- Born: 28 December 1830 Dumfries, Scotland
- Died: 17 April 1858 (aged 27) Fort Ruhya, Oude
- Buried: Fort Ruhya Cemetery
- Allegiance: United Kingdom
- Branch: British Army
- Rank: Private
- Unit: 42nd Regiment of Foot
- Conflicts: Crimean War Indian Mutiny
- Awards: Victoria Cross

= Edward Spence (VC) =

Scottish recipient of the Victoria Cross

Edward Spence VC (28 December 1830 - 17 April 1858) was a Scottish recipient of the Victoria Cross, the highest and most prestigious award for gallantry in the face of the enemy that can be awarded to British and Commonwealth forces.

==Details==
Spence was 27 years old, and a private in the 42nd Regiment of Foot (later The Black Watch (Royal Highlanders)), British Army during the Indian Mutiny when the following deed took place for which he was awarded the VC. On 15 April 1858 during the attack on Fort Ruhya, India, Private Spence volunteered along with Lance-Corporal Alexander Thompson, to assist captain William Martin Cafe in bringing in the body of a lieutenant from the top of the glacis.

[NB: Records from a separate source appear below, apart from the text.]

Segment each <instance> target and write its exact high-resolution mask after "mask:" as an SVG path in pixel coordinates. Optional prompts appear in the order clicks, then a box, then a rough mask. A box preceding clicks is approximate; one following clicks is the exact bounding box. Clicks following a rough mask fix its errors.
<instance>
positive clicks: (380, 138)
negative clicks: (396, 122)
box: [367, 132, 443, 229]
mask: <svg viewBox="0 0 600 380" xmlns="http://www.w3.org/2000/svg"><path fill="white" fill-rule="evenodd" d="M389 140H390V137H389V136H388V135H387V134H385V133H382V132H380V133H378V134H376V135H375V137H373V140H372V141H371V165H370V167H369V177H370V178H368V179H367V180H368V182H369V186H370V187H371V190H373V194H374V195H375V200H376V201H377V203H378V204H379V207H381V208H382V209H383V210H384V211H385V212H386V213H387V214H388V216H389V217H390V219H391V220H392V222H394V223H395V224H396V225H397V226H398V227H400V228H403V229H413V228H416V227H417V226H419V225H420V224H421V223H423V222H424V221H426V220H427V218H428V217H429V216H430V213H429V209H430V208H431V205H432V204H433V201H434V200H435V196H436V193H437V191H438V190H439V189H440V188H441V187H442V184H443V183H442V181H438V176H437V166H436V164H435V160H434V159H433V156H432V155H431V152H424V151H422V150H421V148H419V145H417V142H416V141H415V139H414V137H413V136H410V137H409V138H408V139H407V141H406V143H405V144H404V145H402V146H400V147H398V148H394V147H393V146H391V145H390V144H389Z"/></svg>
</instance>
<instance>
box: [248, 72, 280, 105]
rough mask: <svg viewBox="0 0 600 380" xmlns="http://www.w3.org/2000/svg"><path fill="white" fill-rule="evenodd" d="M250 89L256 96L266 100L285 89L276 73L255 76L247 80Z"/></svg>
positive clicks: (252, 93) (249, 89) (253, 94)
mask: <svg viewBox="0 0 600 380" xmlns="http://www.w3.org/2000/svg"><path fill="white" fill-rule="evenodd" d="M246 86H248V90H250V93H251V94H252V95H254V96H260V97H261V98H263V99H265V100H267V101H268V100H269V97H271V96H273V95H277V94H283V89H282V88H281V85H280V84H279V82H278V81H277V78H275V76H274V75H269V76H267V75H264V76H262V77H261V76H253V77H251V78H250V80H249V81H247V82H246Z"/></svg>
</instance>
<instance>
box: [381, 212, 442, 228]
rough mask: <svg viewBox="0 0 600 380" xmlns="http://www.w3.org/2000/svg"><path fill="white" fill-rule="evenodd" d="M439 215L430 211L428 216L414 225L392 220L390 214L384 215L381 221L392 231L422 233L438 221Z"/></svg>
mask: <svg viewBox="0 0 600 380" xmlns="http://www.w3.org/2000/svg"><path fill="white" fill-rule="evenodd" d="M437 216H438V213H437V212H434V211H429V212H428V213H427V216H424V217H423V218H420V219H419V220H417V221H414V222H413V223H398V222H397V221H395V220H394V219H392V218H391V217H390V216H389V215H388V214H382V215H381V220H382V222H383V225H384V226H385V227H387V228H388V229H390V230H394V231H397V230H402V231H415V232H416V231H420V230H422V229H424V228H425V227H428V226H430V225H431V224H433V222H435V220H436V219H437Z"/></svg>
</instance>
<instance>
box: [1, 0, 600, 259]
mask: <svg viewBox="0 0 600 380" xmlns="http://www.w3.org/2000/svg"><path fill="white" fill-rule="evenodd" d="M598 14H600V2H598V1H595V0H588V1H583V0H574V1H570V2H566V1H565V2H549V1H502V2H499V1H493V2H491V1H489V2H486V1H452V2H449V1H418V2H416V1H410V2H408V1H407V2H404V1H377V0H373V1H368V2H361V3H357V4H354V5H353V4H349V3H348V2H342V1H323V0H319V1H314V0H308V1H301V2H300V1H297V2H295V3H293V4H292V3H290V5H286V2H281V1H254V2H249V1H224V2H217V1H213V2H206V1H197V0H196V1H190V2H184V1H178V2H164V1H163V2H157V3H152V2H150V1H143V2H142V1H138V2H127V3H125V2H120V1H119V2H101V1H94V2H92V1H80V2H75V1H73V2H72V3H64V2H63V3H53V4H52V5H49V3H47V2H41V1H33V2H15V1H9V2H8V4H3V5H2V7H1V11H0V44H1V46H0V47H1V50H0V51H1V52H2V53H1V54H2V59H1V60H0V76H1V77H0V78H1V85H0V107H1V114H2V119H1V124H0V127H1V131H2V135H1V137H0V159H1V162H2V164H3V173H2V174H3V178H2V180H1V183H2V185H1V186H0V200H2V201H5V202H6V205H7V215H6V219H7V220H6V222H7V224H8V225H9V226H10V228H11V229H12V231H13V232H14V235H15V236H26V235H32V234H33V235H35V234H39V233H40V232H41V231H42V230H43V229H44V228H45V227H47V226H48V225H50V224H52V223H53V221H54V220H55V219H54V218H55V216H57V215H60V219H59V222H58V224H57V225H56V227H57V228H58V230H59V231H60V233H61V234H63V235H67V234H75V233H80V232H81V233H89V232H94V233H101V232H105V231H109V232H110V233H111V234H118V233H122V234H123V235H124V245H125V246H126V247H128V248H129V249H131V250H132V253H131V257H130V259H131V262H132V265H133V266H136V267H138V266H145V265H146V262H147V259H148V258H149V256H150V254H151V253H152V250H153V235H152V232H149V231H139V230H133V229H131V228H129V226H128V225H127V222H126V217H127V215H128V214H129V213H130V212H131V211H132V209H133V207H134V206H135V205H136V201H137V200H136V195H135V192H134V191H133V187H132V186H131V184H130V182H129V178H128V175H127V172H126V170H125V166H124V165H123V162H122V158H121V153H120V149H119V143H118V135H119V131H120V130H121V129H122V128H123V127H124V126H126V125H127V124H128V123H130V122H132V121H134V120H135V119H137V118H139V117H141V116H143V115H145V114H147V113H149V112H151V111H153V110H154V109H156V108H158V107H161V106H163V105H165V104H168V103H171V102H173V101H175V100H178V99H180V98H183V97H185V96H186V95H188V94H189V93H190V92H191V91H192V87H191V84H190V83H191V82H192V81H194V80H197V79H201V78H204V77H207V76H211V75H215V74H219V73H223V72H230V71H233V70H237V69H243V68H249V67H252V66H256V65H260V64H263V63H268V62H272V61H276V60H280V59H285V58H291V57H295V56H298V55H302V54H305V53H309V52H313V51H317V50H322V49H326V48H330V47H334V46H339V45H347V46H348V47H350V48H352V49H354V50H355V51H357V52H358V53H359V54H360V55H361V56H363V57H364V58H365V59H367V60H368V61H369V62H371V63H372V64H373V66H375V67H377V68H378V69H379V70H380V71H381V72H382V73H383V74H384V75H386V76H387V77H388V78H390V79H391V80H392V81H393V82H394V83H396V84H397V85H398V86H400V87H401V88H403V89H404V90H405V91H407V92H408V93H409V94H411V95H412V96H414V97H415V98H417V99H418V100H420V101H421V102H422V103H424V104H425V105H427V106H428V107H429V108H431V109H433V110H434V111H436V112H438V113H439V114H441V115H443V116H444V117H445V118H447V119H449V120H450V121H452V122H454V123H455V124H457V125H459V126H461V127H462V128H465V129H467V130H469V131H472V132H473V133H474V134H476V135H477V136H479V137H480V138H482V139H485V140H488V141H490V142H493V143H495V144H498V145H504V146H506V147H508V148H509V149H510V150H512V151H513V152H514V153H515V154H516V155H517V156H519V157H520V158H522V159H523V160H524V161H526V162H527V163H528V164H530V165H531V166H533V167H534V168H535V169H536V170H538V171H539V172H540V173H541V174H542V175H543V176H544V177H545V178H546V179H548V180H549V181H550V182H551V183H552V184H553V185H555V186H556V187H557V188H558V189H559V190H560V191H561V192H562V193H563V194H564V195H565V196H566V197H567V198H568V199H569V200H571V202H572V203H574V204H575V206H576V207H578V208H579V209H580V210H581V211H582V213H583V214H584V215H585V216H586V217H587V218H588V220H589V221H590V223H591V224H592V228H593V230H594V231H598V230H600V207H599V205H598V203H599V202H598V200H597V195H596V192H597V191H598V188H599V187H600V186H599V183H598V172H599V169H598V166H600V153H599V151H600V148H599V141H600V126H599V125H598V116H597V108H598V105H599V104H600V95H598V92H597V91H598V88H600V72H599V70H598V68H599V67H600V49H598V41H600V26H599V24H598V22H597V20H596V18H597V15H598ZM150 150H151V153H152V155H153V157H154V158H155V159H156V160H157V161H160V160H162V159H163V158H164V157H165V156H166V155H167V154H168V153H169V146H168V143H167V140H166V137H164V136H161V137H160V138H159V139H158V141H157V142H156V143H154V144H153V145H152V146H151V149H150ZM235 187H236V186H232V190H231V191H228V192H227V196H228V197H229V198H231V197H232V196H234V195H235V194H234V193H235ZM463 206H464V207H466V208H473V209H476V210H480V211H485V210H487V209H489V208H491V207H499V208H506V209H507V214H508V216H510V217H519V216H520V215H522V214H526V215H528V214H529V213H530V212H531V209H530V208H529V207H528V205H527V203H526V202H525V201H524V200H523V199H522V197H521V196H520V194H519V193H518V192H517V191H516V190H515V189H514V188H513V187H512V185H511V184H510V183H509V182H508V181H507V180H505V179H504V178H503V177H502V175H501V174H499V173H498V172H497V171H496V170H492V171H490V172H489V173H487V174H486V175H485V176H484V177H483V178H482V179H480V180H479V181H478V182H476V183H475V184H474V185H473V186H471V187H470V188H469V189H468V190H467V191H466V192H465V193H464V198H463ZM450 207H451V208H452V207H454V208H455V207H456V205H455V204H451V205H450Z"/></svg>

His citation read:

Private Edward Spence, 42nd Regiment, would have been recommended to Her Majesty for the decoration of the Victoria Cross had he survived. He and Lance-Corporal Thompson, of that Regiment, volunteered, at the attack of the Fort of Ruhya, on the 10th April, 1858, to assist Captain Cafe, commanding the 4th Punjab Rifles, in bringing in the body of Lieutenant Willoughby from the top of the Glacis. Private Spence dauntlessly placed himself in an exposed position so as to cover the party bearing away the body. He died on the 17th of the same month from the effects of the wound which he received on the occasion.

==The medal==
His Victoria Cross is displayed at the Black Watch Museum, Perth, Scotland.